Vance miró a su hermana en silencio. No tardarían en saber que ni estaba casado ni tenía hijos, teniendo en cuenta su avunagrado caracter. Para cuando abrió la boca para responder, un tipo de melodía que nunca antes se había oído en esa casa comenzó a resonar por sus infinitas paredes, siempre tan vacías y frías. Los hermanos se observaron en silencio; se trataba del viejo piano de su madre, bajo cuyas patas habían jugado tantas horas con sus muñecos, simulando que eran torres y fortalezas.

—¿Es papá?

Pero Vance no fue capaz de responder la pregunta de su hermana.
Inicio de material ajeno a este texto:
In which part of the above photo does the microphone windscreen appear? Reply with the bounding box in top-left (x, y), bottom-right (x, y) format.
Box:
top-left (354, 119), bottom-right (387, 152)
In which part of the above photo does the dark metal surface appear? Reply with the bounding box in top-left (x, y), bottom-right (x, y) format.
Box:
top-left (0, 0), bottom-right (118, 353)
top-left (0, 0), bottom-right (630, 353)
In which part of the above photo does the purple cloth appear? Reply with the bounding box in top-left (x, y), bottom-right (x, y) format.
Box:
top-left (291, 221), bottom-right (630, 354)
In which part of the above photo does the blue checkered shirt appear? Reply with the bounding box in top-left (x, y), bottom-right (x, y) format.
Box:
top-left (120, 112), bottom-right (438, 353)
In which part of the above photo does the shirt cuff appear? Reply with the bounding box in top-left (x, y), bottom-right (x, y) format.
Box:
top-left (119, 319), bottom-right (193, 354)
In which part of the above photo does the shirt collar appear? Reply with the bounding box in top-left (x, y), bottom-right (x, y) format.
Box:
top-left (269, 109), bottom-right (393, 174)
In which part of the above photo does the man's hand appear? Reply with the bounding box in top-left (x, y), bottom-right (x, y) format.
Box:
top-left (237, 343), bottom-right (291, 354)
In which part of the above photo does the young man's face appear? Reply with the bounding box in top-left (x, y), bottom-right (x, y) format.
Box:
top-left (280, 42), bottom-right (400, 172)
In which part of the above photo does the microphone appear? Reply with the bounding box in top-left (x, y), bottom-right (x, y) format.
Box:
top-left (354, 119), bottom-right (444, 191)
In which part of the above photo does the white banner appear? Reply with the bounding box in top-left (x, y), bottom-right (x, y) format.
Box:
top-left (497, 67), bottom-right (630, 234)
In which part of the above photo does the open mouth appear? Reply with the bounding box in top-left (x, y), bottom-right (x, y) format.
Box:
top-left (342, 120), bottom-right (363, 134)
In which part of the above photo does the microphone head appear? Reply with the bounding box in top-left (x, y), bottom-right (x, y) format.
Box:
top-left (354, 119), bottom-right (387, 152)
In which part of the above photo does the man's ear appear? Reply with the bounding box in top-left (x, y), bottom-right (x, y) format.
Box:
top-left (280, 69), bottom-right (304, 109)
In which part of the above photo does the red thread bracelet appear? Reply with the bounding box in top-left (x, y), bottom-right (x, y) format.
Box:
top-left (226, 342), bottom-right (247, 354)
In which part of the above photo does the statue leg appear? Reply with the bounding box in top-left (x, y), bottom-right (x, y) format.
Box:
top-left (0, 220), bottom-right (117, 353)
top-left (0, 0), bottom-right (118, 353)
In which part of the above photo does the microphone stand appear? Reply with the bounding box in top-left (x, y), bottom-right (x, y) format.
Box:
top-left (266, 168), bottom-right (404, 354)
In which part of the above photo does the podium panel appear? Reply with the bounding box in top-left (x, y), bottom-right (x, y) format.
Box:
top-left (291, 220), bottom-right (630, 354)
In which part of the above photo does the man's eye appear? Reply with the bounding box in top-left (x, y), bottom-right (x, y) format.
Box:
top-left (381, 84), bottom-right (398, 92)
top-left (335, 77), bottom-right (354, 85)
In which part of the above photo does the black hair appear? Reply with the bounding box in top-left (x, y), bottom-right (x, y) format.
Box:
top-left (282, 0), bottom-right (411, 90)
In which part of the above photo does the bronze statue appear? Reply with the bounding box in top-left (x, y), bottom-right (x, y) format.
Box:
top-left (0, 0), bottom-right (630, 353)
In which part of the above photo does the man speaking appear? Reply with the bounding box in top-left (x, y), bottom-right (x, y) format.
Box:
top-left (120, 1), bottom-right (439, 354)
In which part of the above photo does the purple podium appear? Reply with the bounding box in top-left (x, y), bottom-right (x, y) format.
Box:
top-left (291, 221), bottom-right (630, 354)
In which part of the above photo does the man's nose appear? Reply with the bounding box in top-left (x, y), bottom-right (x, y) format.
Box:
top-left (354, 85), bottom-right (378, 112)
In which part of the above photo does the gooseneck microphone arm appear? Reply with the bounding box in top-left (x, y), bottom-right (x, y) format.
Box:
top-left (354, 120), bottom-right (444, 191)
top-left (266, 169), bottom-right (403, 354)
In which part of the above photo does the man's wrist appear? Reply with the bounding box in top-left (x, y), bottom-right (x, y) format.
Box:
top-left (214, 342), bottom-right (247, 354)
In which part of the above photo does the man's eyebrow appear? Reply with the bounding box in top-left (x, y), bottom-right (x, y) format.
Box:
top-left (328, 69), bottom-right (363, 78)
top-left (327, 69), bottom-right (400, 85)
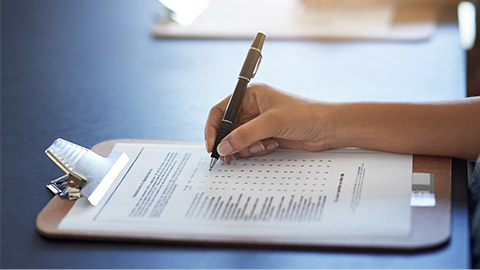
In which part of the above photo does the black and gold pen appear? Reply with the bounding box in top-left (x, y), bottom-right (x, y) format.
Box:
top-left (210, 32), bottom-right (265, 170)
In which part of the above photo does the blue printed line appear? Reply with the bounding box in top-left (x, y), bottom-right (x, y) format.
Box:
top-left (93, 147), bottom-right (145, 221)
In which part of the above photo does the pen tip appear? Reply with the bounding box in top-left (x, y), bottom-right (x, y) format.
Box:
top-left (209, 158), bottom-right (217, 171)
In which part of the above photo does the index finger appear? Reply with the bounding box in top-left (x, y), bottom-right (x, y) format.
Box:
top-left (205, 95), bottom-right (231, 153)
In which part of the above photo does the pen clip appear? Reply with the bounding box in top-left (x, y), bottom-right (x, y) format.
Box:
top-left (252, 52), bottom-right (263, 78)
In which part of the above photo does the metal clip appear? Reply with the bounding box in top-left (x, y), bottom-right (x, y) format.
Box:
top-left (251, 52), bottom-right (263, 79)
top-left (45, 138), bottom-right (128, 205)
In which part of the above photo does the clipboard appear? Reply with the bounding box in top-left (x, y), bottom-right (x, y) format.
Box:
top-left (36, 139), bottom-right (451, 252)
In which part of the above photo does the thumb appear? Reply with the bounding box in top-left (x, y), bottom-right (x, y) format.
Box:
top-left (217, 114), bottom-right (279, 156)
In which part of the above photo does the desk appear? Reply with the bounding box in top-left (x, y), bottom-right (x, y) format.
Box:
top-left (0, 0), bottom-right (470, 268)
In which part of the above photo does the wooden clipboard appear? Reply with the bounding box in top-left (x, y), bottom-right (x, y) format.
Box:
top-left (36, 139), bottom-right (451, 251)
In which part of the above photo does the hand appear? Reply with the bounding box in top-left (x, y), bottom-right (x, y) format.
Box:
top-left (205, 84), bottom-right (331, 163)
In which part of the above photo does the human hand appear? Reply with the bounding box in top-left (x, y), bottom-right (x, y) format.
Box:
top-left (205, 83), bottom-right (331, 163)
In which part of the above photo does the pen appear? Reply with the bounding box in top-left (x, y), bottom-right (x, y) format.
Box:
top-left (210, 32), bottom-right (265, 171)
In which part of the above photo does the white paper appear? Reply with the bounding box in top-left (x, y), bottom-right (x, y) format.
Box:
top-left (59, 143), bottom-right (412, 237)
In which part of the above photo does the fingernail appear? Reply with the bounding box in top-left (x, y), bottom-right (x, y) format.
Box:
top-left (217, 141), bottom-right (233, 156)
top-left (267, 142), bottom-right (278, 151)
top-left (248, 143), bottom-right (265, 154)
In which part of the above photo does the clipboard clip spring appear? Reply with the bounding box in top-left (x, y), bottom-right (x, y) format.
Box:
top-left (47, 173), bottom-right (87, 200)
top-left (45, 138), bottom-right (128, 206)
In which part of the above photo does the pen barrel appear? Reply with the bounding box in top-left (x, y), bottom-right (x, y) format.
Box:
top-left (211, 121), bottom-right (233, 159)
top-left (223, 79), bottom-right (248, 123)
top-left (239, 47), bottom-right (261, 80)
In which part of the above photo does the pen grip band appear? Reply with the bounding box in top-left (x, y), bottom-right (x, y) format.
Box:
top-left (211, 121), bottom-right (233, 159)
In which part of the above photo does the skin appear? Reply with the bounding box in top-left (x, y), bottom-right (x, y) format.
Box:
top-left (205, 84), bottom-right (480, 163)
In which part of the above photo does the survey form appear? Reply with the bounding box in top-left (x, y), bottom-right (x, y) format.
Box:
top-left (58, 143), bottom-right (412, 237)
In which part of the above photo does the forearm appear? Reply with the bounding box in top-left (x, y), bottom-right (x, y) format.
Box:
top-left (327, 98), bottom-right (480, 160)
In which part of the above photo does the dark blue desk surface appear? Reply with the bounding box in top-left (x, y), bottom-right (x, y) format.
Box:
top-left (1, 0), bottom-right (470, 268)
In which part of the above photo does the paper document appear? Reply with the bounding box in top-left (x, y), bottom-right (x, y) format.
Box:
top-left (58, 143), bottom-right (412, 237)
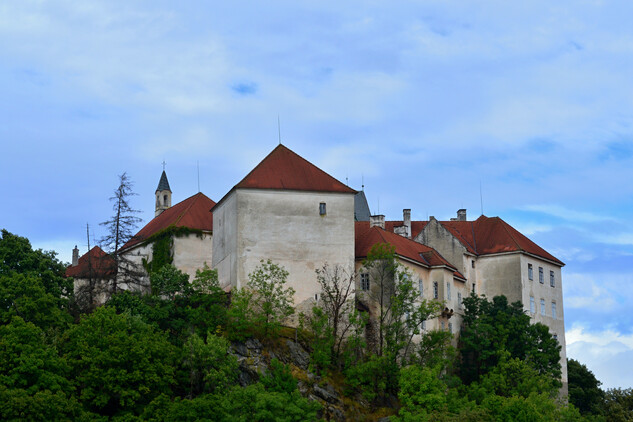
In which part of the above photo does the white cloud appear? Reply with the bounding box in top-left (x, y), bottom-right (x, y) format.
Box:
top-left (565, 325), bottom-right (633, 388)
top-left (521, 204), bottom-right (612, 223)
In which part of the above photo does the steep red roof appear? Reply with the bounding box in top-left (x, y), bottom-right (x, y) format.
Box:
top-left (385, 220), bottom-right (428, 239)
top-left (414, 215), bottom-right (565, 265)
top-left (121, 193), bottom-right (215, 249)
top-left (66, 246), bottom-right (116, 279)
top-left (355, 221), bottom-right (464, 279)
top-left (235, 144), bottom-right (356, 193)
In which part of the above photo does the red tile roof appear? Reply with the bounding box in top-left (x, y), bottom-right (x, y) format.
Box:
top-left (235, 144), bottom-right (356, 193)
top-left (121, 193), bottom-right (215, 249)
top-left (385, 221), bottom-right (429, 239)
top-left (355, 221), bottom-right (465, 279)
top-left (385, 215), bottom-right (565, 265)
top-left (66, 246), bottom-right (116, 279)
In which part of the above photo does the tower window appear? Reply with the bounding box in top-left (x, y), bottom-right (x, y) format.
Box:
top-left (360, 273), bottom-right (369, 291)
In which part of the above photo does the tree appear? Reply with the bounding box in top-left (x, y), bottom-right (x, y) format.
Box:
top-left (604, 388), bottom-right (633, 422)
top-left (459, 295), bottom-right (561, 384)
top-left (567, 359), bottom-right (605, 415)
top-left (0, 229), bottom-right (73, 307)
top-left (0, 317), bottom-right (81, 421)
top-left (248, 259), bottom-right (295, 337)
top-left (100, 173), bottom-right (142, 293)
top-left (61, 307), bottom-right (176, 416)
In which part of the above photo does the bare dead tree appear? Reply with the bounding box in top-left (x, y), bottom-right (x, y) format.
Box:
top-left (100, 173), bottom-right (143, 293)
top-left (316, 264), bottom-right (356, 362)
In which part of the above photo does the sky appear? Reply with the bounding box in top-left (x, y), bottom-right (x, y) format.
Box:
top-left (0, 0), bottom-right (633, 388)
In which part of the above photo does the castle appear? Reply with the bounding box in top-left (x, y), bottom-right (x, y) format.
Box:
top-left (67, 144), bottom-right (567, 391)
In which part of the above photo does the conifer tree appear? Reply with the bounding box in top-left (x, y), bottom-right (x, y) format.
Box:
top-left (100, 172), bottom-right (142, 293)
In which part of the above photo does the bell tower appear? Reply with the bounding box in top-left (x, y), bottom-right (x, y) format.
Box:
top-left (154, 161), bottom-right (171, 217)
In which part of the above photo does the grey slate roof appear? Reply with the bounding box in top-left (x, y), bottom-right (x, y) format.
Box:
top-left (156, 170), bottom-right (171, 192)
top-left (354, 190), bottom-right (371, 221)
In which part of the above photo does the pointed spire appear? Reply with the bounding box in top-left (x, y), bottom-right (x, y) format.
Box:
top-left (156, 170), bottom-right (171, 192)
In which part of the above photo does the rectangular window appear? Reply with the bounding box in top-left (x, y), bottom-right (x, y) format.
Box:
top-left (360, 273), bottom-right (369, 291)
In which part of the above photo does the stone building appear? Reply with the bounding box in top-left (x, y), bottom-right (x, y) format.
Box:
top-left (67, 144), bottom-right (567, 388)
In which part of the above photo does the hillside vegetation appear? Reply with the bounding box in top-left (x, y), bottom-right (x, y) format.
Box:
top-left (0, 230), bottom-right (633, 421)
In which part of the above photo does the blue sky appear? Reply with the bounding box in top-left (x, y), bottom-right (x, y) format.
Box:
top-left (0, 0), bottom-right (633, 387)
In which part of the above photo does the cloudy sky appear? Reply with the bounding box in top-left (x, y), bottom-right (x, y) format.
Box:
top-left (0, 0), bottom-right (633, 387)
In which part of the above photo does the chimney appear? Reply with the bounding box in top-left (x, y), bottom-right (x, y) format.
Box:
top-left (369, 214), bottom-right (385, 229)
top-left (402, 208), bottom-right (411, 239)
top-left (73, 245), bottom-right (79, 267)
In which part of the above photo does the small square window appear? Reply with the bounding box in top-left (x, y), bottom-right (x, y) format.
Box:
top-left (360, 273), bottom-right (369, 291)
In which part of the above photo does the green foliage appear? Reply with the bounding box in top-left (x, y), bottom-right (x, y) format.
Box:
top-left (395, 365), bottom-right (448, 422)
top-left (62, 307), bottom-right (175, 416)
top-left (248, 260), bottom-right (295, 338)
top-left (467, 352), bottom-right (559, 404)
top-left (108, 264), bottom-right (227, 345)
top-left (604, 388), bottom-right (633, 422)
top-left (226, 289), bottom-right (255, 341)
top-left (0, 273), bottom-right (71, 329)
top-left (413, 330), bottom-right (457, 371)
top-left (0, 229), bottom-right (73, 300)
top-left (145, 232), bottom-right (174, 274)
top-left (183, 334), bottom-right (238, 397)
top-left (299, 306), bottom-right (336, 374)
top-left (0, 317), bottom-right (80, 421)
top-left (567, 359), bottom-right (605, 415)
top-left (150, 264), bottom-right (192, 301)
top-left (459, 295), bottom-right (561, 384)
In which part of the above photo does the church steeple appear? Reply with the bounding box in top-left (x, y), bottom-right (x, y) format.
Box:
top-left (154, 168), bottom-right (171, 217)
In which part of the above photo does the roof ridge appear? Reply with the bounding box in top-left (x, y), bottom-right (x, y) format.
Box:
top-left (492, 216), bottom-right (526, 252)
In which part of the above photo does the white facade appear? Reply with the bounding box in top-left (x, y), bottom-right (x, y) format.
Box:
top-left (213, 189), bottom-right (354, 304)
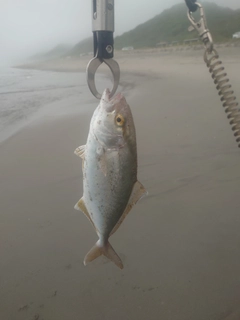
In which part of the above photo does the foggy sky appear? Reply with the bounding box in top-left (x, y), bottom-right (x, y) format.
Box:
top-left (0, 0), bottom-right (240, 64)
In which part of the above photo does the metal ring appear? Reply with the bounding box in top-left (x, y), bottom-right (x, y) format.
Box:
top-left (87, 58), bottom-right (120, 99)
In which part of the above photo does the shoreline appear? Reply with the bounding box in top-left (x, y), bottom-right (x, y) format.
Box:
top-left (0, 43), bottom-right (240, 320)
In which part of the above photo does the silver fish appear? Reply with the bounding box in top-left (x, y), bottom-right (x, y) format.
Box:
top-left (74, 89), bottom-right (146, 269)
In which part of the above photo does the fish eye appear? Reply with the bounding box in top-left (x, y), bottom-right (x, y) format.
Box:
top-left (115, 114), bottom-right (124, 127)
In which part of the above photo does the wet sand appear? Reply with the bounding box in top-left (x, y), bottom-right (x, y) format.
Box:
top-left (0, 50), bottom-right (240, 320)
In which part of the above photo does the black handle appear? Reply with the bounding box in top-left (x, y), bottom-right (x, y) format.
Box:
top-left (185, 0), bottom-right (198, 12)
top-left (93, 31), bottom-right (114, 59)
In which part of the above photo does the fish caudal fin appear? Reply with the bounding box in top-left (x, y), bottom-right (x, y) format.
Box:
top-left (84, 241), bottom-right (123, 269)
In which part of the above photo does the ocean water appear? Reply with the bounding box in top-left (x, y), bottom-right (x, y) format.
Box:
top-left (0, 68), bottom-right (111, 142)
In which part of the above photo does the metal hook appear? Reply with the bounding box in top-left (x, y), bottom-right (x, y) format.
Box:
top-left (187, 2), bottom-right (213, 52)
top-left (87, 58), bottom-right (120, 99)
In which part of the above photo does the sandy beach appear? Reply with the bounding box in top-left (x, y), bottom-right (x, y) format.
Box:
top-left (0, 47), bottom-right (240, 320)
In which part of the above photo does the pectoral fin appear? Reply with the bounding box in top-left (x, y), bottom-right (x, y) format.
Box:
top-left (110, 181), bottom-right (147, 236)
top-left (74, 198), bottom-right (97, 232)
top-left (97, 147), bottom-right (107, 177)
top-left (74, 145), bottom-right (86, 159)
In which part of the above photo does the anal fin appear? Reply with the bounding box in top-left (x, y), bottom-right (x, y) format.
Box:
top-left (110, 181), bottom-right (147, 236)
top-left (74, 198), bottom-right (97, 232)
top-left (74, 145), bottom-right (86, 159)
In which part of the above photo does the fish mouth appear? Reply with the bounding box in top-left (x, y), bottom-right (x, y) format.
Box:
top-left (101, 88), bottom-right (125, 112)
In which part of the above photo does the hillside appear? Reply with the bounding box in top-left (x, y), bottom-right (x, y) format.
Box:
top-left (68, 2), bottom-right (240, 56)
top-left (115, 2), bottom-right (240, 49)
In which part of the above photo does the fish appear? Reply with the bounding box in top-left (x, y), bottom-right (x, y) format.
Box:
top-left (74, 89), bottom-right (147, 269)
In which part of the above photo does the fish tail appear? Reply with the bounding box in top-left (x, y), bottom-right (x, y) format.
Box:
top-left (84, 241), bottom-right (123, 269)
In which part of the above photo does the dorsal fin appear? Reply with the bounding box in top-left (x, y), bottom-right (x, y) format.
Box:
top-left (74, 145), bottom-right (86, 159)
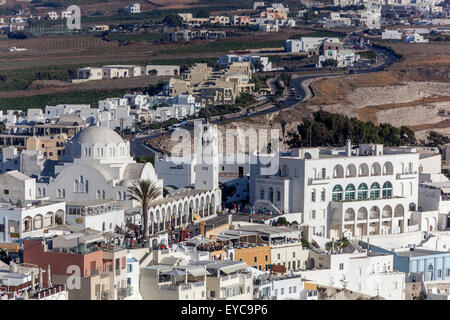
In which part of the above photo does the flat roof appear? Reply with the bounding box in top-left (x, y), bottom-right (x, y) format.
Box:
top-left (395, 249), bottom-right (450, 258)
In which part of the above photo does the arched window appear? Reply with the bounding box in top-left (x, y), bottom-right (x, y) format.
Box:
top-left (346, 164), bottom-right (356, 177)
top-left (383, 181), bottom-right (392, 198)
top-left (370, 182), bottom-right (380, 199)
top-left (345, 184), bottom-right (355, 200)
top-left (332, 184), bottom-right (342, 201)
top-left (383, 161), bottom-right (394, 175)
top-left (333, 164), bottom-right (344, 178)
top-left (358, 163), bottom-right (369, 177)
top-left (358, 183), bottom-right (368, 200)
top-left (372, 162), bottom-right (381, 176)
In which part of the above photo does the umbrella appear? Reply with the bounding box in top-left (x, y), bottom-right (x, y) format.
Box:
top-left (161, 269), bottom-right (186, 277)
top-left (39, 268), bottom-right (44, 290)
top-left (31, 270), bottom-right (36, 292)
top-left (47, 265), bottom-right (52, 288)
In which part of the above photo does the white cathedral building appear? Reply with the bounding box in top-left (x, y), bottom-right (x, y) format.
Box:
top-left (250, 141), bottom-right (437, 238)
top-left (36, 126), bottom-right (221, 235)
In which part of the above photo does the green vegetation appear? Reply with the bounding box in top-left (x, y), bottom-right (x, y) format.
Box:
top-left (106, 32), bottom-right (164, 42)
top-left (288, 111), bottom-right (417, 148)
top-left (136, 155), bottom-right (155, 165)
top-left (421, 131), bottom-right (450, 151)
top-left (0, 88), bottom-right (147, 110)
top-left (159, 40), bottom-right (284, 55)
top-left (290, 30), bottom-right (347, 39)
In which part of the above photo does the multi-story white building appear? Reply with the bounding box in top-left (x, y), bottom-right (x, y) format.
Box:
top-left (284, 37), bottom-right (340, 52)
top-left (125, 3), bottom-right (141, 13)
top-left (250, 141), bottom-right (419, 238)
top-left (381, 29), bottom-right (403, 40)
top-left (253, 275), bottom-right (318, 300)
top-left (301, 251), bottom-right (405, 300)
top-left (217, 54), bottom-right (272, 71)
Encajó la carita contra los barrotes de madera, con la boca ligeramente entreabierta, mientras escuchaba absolutamente estupefacto aquel instrumento ligeramente desafinado y tan... lóbrego.

Aquello no podía tocarlo su padre. Era alguien demasiado radiante y superficial como para siquiera sacar aquello de algún rincón de sí mismo, pensó Vance. Aquello... no sabía de dónde salía, ni cómo, hasta que lo comprendió al ver la espalda de aquel extranjero balancearse, encorvado, sobre las teclas del piano.

Vance ni siquiera se dio cuenta de que había bajado unos cuantos escalones por tal de oír mejor aquella pieza tan triste y, por tanto, ser testigo del autor que le estaba dando vida en ese momento. No se percató de cómo casi aterrizaba de bruces en el suelo por no mirar dónde pisaba y, en absoluto silencio, se sentó a observarle en la distancia de aquel largo pasillo.

Pasarían muchas noches aquellas Navidades en las que el joven se escabulliría y se sentaría a escuchar al alemán que parecía una persona cuando se sentaba a tocar. Cada vez se sentaba un poquito más cerca hasta que, una noche, reunió el valor suficiente como para caminar paso a paso y sentarse en el sillón orejero de su padre, situado estratégicamente tras el compositor.

Si bien aquel hombre no le oyó, o decidió ignorarle, Vance lo desconocía. Su padre no estaba presente aquella noche. Supuso que se había ido a dormir hacía poco, porque el extranjero tocaba con el pedal que sofocaba aquel sonido pisado.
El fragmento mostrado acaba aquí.